Abstract

The Institute for Healthcare Improvement’s Triple Aim calls for measures of the ‘patient care experience’ to understand and improve the quality of care delivery. But, quality measures in the nursing home (NH) historically lack the resident perspective. Measuring whether residents are satisfied with the fulfillment of their care preferences using the Care Preference Assessment of Satisfaction Tool (ComPASS) has been encouraged nationally by the Centers for Medicare and Medicaid (CMS); however, the ComPASS has not been validated as a measure of the resident care experience. The purpose of this study was to compare ComPASS to the Ohio NH Resident Satisfaction Survey (a widely accepted quality measure for reimbursement). We examined 196 resident responses from 28 NHs in Pennsylvania using multilevel modeling to account for dependencies in the data (residents in the same NH may respond similarly compared to residents from different NHs).
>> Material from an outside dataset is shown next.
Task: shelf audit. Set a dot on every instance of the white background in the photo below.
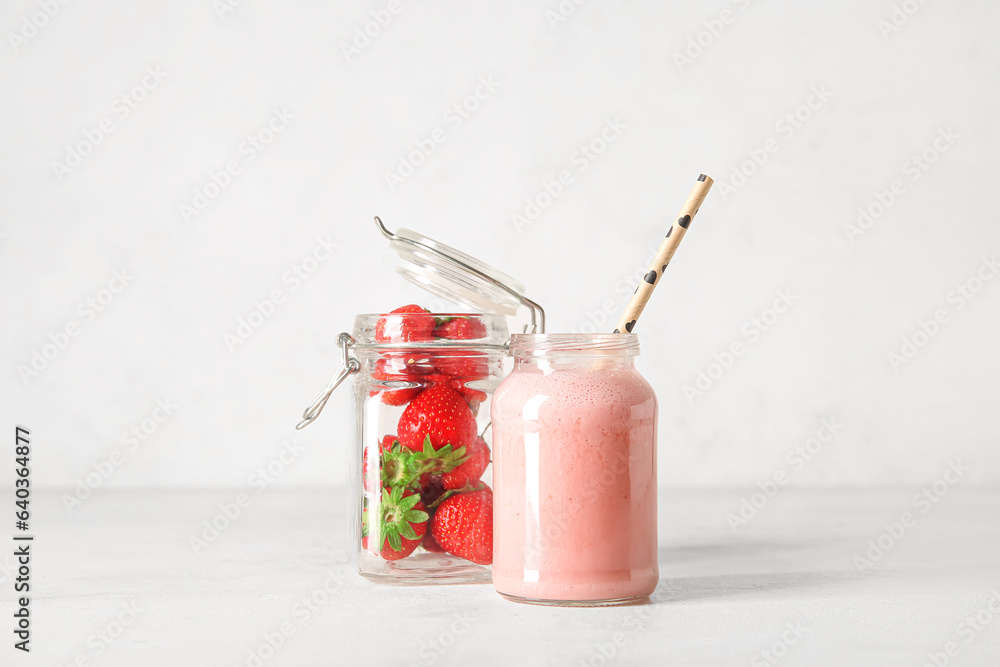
(784, 228)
Residents were 81.2 years old (SD= 11.1), female (70.4%), and white (80.1%). Residents with higher scores on the ComPASS reported significantly higher levels of satisfaction with care (B=2.94, SE B=0.59, p<0.000). Results from this study support the potential use of ComPASS to measure, track, and improve the quality of NH care. Using ComPASS aligns with CMS’s Section F of the Minimum Dataset, an assessment of residents’ preferences which promotes the delivery of more person-centered care. Ultimately, ComPASS can help benchmark the quality of the resident care experience across facilities which aids staff, facilities, policy-makers, and NH-shoppers in improving decision-making and care delivery.